The Log Analyzer Script

We now need to write the rest of the script. Our example will simply record the number of each type of status code and e-mail this to the administrator. If you use this script, you might want to include other statistics as well:

    <?php
    set_time_limit(0); // Force this script to run without a time limit

    /* -- Variables used in the script -- */
    $logfile = "./access.log";
    $admin_email = "admin@localhost";

    function tokenizeLine($line)
    {
        $line = preg_replace("/(\[|\]|\")/", "", $line);
        $token = strtok($line, " ");
        while ($token) {
            $token_array[] = $token;
            $token = strtok(" ");
        }
        $return_array['IP'] = $token_array[0];

        if (!(strstr("-", $token_array[2])) and (strlen($token_array[2]) > 1)) {
            $return_array['UserName'] = $token_array[2];
        }

        preg_match("/([\/a-zA-Z0-9]+)[\:]([0-9:]+)/",
                    $token_array[3],$date_array);
        $return_array['Date'] = $date_array[1];
        $return_array['Time'] = $date_array[2];
        $return_array['TimeZone'] = $token_array[4];
        $return_array['RequestMethod'] = $token_array[5];
        $return_array['Resource'] = $token_array[6];
        $return_array['HTTPVersion'] = $token_array[7];
        $return_array['StatusCode'] = $token_array[8];
        $return_array['BytesSent'] = $token_array[9];
        return $return_array;
    }

The script reads each line of the log file into an array called $file_contents:

    $file_contents = file($logfile);

It then loops through the array passing each line to the tokenizeLine() function and then increments a counter for each status code:

    foreach ($file_contents as $line) {
        $info_array = tokenizeLine($line);
        $status_code[$info_array['StatusCode']]++;
    }

The script then creates the text for the e-mail, and finally sends it to the administrator:

    $email = "Summary of codes for todays logs\n\nCode\tCount\n";

    foreach ($status_code as $code => $count) {
        $email .= "$code:\t$count\n";
    }

    mail($admin_email, "Summary of weblogs", $email);
    ?>

For ease of use, we want to automate the running of this script so that it runs every night at midnight. To do this under Linux we use cron, and under Windows NT/2000 we use the AT command. I will deal with cron first.

cron

cron is a way of automating tasks under Linux/UNIX. The cron daemon looks at each user's crontab file every minute and checks to see if it needs to perform any actions. The systems administrator (or any user for that matter) can use it to automate tasks such as running the script above.

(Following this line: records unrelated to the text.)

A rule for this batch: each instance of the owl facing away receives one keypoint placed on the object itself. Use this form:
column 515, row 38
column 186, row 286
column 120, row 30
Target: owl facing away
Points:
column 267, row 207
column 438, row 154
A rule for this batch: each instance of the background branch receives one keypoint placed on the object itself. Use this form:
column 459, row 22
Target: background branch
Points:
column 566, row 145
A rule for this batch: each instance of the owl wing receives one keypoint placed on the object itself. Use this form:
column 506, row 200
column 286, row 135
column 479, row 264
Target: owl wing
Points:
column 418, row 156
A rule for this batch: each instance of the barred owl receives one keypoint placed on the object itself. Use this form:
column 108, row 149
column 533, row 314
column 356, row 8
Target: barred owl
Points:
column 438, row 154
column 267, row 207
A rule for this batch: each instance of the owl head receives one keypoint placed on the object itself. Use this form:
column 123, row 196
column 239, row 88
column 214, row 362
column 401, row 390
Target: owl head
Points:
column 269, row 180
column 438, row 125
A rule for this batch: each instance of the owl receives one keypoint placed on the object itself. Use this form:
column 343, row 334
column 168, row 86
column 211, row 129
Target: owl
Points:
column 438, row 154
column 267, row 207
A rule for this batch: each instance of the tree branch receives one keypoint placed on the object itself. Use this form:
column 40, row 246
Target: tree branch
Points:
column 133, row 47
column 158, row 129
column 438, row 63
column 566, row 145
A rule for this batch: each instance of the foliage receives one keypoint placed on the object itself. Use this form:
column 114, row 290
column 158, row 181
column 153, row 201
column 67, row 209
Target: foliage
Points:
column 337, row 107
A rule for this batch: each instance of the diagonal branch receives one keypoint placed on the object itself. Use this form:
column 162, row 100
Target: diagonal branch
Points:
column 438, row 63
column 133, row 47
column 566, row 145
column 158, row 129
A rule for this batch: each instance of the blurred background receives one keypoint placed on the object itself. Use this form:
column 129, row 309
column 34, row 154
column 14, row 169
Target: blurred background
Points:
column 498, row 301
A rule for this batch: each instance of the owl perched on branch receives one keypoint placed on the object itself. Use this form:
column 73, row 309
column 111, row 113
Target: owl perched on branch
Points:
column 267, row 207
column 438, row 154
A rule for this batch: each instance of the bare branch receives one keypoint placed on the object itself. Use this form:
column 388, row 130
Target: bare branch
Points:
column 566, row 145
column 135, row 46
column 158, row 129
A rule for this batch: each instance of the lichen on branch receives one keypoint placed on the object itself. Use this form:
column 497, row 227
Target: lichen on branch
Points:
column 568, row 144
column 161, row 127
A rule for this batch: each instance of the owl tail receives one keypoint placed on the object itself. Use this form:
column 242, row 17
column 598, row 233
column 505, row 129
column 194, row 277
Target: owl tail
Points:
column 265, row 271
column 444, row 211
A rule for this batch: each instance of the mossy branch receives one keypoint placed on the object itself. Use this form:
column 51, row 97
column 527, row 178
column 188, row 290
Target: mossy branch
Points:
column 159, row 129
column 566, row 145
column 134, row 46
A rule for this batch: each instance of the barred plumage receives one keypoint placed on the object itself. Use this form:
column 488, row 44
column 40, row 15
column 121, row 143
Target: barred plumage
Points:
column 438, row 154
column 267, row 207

A crontab entry has six fields. The first five are used to specify the time that an action should take place; the last specifies the command that should be run by the cron daemon. Each of the time fields specifies a value that must be matched to the current system time for the command to run. They can also contain the wild card * to run the command at any time where all the other fields match.

The first field specifies the number of minutes past the hour (0-59) that the command should be run. The second field specifies the hour of the day the command should be run (0-23), the third field specifies the day of the month (1-31), the fourth the month of the year (1-12), and the fifth the day of the week (0-6, where 0 is Sunday). You may find more detailed information about the crontab command at http://hoth.stsci.edu/man/man1/crontab.html.

We need our script to run every day at midnight. If the script is called mail_stats.php and lives in the directory /home/jmoore/, the following crontab entry would accomplish this. If you need to edit your crontab file you may do so by typing in crontab at your terminal:

    0 0 * * * /usr/local/bin/php -q /home/jmoore/mail_stats.php

This tells the cron daemon that when the hour and minute both equal 0 on any day of any month it should run the command /usr/local/bin/php –q mail_stats.php.

Important 

Under the Linux/UNIX shell you can make the script itself executable by setting the correct permissions on the script (normally this is achieved by running the command chmod a+xmail_stats.php, but check your system's documentation if you are unsure how to do this). You can then add the command the shell should use to execute the script, as the first line of the script. For example #!/usr/local/bin/php –q. This tells the shell to execute the script with the executable found at /usr/local/bin/php with the flag –q.

AT

The AT command is the Windows NT equivalent of the Linux cron. It allows you to automate commands under Windows 2000, XP, and NT. To do this you need to make an entry in the AT list. This is done at the command line, the command taking the form:

    at [\\computername] time [/interactive] [/every:date[,...] | /next:date[,...]]
    command

We want to run the command php –q c:\mail_stats.php (assuming the mail_stats.php script is on the root of your C: drive) every day at midnight. This is achieved with the following command:

    AT 00:00 /every:M,T,W,Th,F,S,Su php -q c:\mail_stats.php

This would execute the command php –q c:\mail_stats.php at midnight every Monday, Tuesday, Wednesday, Thursday, Friday, Saturday, and Sunday.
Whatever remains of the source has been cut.